Additional testing showed that the Campylobacter jejuni isolated from 25 of the patients, all linked to Zinniker Family Farm, had the same DNA fingerprint. Manure samples obtained directly from milking cows on that farm also tested positive for Campylobacter jejuni with the same DNA fingerprint. Manure on the cows’ udders or in the milking barn environment can contaminate milk. Pasteurization kills Campylobacter jejuni and other disease-causing bacteria in milk.

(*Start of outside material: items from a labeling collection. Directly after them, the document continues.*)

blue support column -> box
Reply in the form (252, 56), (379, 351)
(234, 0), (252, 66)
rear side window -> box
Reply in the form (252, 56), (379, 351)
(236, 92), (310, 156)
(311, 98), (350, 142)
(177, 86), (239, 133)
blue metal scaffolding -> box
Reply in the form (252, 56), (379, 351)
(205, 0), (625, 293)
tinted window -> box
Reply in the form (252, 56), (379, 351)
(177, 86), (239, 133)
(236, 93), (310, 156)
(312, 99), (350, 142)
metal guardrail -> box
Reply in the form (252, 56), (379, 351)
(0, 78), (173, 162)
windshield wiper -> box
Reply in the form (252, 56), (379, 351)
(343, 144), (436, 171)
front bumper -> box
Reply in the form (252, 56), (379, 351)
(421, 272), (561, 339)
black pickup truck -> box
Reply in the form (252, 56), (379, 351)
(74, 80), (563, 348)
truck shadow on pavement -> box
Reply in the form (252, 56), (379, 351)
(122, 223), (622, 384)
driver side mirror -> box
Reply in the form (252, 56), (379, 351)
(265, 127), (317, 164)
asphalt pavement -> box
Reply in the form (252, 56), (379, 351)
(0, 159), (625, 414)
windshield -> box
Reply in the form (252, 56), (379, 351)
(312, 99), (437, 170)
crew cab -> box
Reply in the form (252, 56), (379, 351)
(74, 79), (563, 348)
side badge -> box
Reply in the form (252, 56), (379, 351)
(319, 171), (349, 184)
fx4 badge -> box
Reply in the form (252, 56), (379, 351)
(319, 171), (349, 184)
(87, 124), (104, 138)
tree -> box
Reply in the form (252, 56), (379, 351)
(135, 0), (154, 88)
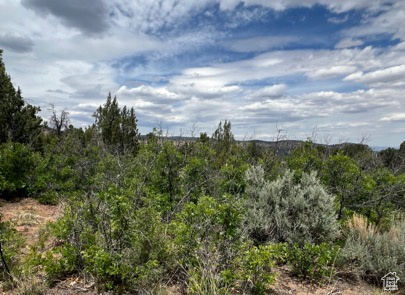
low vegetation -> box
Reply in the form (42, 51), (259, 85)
(0, 48), (405, 294)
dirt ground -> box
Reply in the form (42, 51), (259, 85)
(0, 198), (62, 247)
(0, 198), (405, 295)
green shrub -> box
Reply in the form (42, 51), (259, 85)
(237, 245), (278, 294)
(0, 142), (34, 197)
(341, 215), (405, 284)
(245, 167), (338, 245)
(287, 243), (340, 284)
(171, 196), (243, 294)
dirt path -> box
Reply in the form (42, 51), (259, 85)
(0, 198), (62, 245)
(0, 198), (392, 295)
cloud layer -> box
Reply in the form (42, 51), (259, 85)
(0, 0), (405, 146)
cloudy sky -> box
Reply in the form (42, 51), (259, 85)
(0, 0), (405, 147)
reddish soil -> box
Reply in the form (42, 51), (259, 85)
(0, 198), (398, 295)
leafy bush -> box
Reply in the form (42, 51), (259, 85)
(342, 215), (405, 283)
(245, 167), (338, 245)
(171, 196), (243, 294)
(0, 142), (34, 197)
(287, 243), (340, 284)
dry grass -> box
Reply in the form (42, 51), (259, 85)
(347, 214), (378, 238)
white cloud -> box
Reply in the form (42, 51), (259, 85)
(335, 38), (364, 49)
(307, 66), (356, 79)
(343, 65), (405, 84)
(247, 84), (287, 100)
(380, 113), (405, 122)
(225, 36), (300, 52)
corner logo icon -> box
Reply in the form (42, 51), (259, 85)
(381, 272), (399, 291)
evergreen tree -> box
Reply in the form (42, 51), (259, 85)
(0, 50), (42, 144)
(94, 93), (139, 154)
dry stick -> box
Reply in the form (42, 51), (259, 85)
(0, 241), (14, 283)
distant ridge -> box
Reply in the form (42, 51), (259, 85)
(141, 135), (388, 154)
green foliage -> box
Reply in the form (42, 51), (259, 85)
(286, 140), (322, 178)
(245, 167), (338, 245)
(0, 49), (42, 147)
(232, 245), (277, 294)
(171, 196), (243, 294)
(341, 215), (405, 283)
(94, 93), (139, 155)
(287, 243), (340, 284)
(0, 142), (35, 197)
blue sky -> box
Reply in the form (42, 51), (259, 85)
(0, 0), (405, 147)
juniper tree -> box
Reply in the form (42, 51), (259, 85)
(0, 49), (42, 144)
(93, 93), (139, 154)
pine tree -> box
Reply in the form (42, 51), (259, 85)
(0, 50), (42, 144)
(94, 93), (139, 154)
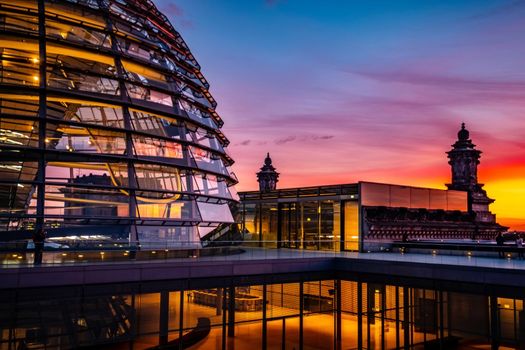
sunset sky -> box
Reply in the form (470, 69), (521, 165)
(156, 0), (525, 230)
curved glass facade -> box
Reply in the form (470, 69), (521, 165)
(0, 0), (237, 246)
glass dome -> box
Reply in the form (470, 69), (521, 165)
(0, 0), (236, 247)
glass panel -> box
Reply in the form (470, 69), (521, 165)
(390, 186), (410, 208)
(133, 135), (183, 161)
(126, 83), (173, 107)
(320, 200), (341, 250)
(429, 190), (448, 209)
(130, 109), (180, 139)
(189, 146), (229, 175)
(46, 18), (111, 49)
(0, 46), (40, 86)
(410, 188), (430, 208)
(257, 203), (278, 248)
(194, 174), (231, 198)
(360, 182), (390, 206)
(0, 117), (38, 148)
(135, 293), (160, 334)
(299, 201), (320, 249)
(197, 202), (233, 222)
(447, 191), (468, 211)
(303, 281), (334, 349)
(0, 10), (38, 34)
(46, 123), (126, 154)
(137, 225), (200, 250)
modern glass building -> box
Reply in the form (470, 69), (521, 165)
(0, 0), (237, 247)
(238, 182), (474, 251)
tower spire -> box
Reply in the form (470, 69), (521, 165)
(257, 152), (279, 192)
(447, 123), (496, 222)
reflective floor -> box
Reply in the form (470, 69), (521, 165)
(0, 278), (525, 350)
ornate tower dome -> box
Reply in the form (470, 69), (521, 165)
(0, 0), (237, 247)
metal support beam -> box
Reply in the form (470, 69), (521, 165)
(262, 284), (268, 350)
(35, 0), (47, 231)
(299, 281), (304, 350)
(334, 279), (343, 350)
(403, 287), (410, 349)
(489, 295), (500, 350)
(357, 282), (363, 349)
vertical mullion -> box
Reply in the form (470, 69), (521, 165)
(357, 282), (363, 349)
(35, 0), (47, 231)
(262, 284), (268, 350)
(179, 288), (185, 350)
(299, 281), (304, 350)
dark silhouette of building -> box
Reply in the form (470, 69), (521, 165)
(257, 153), (279, 192)
(447, 123), (496, 223)
(238, 124), (507, 251)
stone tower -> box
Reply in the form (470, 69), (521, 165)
(257, 153), (279, 192)
(447, 123), (496, 223)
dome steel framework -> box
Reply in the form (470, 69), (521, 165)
(0, 0), (237, 245)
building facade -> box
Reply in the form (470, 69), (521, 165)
(0, 0), (237, 246)
(238, 124), (507, 251)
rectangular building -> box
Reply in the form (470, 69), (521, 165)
(237, 182), (466, 251)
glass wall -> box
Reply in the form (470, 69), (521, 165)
(0, 279), (525, 350)
(0, 0), (237, 248)
(359, 182), (468, 211)
(237, 199), (346, 251)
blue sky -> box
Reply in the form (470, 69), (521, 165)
(156, 0), (525, 224)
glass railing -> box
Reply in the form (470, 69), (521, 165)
(0, 239), (525, 269)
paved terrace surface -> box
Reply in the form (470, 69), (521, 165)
(0, 248), (525, 289)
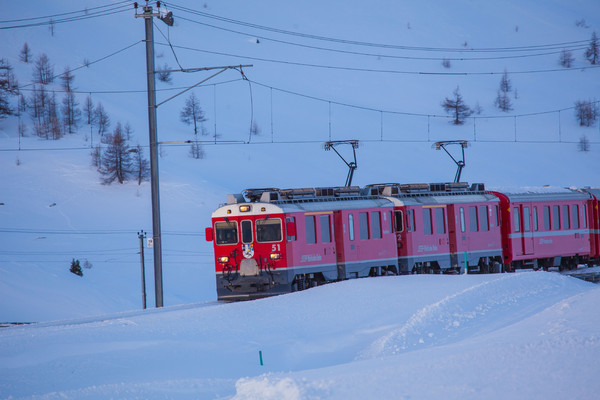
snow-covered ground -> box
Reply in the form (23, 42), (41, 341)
(0, 272), (600, 400)
(0, 0), (600, 400)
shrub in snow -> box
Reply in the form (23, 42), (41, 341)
(69, 259), (83, 276)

Agriculture officials count the Zinniker outbreak as the third major outbreak in Wisconsin since 2001 that has been tied to raw milk consumption. Sale of raw milk is illegal in Wisconsin.

  • Lisa in Chicago

    How is it possible for people to get sick when all of the milk samples tested negative?

  • Louis Keeler

    Duh, they obviously didn’t test the milk that the people drank. hese organisms can bloom in the cow, come out in the milk then sit in a body awhile before making anybody sick. Campylobacter jejeuni can live in a body for weeks or more before turning into an active infection. Actually they don’t know how longe it can live. another kind of campylobacter that causes ulcers lives in the stomach and its acids.

  • Suzette in WI

    Actually, I think they did test older samples. The farm had samples on hand that they had collected and saved. They tested negative. There were several cases (people we know personally) that did not drink raw milk from the farm. There were others that drank raw milk from the farm that had the same milk that other family members had – and they did not get sick (other people we know personally). Considering that there are other, more common, sources of campylobactor, I suspect the contamination came from somewhere else, but because of the raw milk “witch hunt” going on in WI right now, it was pinned on the dairy. Heaven forbid that people make their own choices regarding what level of processing (or lack thereof) they would like their food to have.

  • Marymary

    Those of you who are in doubt: how do you explain the matching DNA?

  • Atom Egoyan

    This is a prime example of people refusing to believe facts that challenge their myths.
    DNA fingerprinting showed the exact same strain of C. jejuni in the cow and human feces, for 2/3 of the victims. The other 1/3 I presume had already shed the bacterium, given that it was a good month since they ingested it.
    Don’t be ridiculous, Suzette. Of course the contamination might have come from somewhere else–it’s a zoonosis! Go learn some microbiology! The point isn’t where it came from. The point is: it was in the milk, it made people sick, it could easily have been defeated through the gentle heating of milk for a few seconds.
    This is not a witch hunt. This is people using reason to look out for public health and for the vulnerable.

  • Eastsider

    The problem with all of this is that the people got their milk from a cowshare, they knew the risks involved, and aren’t looking for a lawsuit. Where are those normally screaming about the “nanny state” on this one?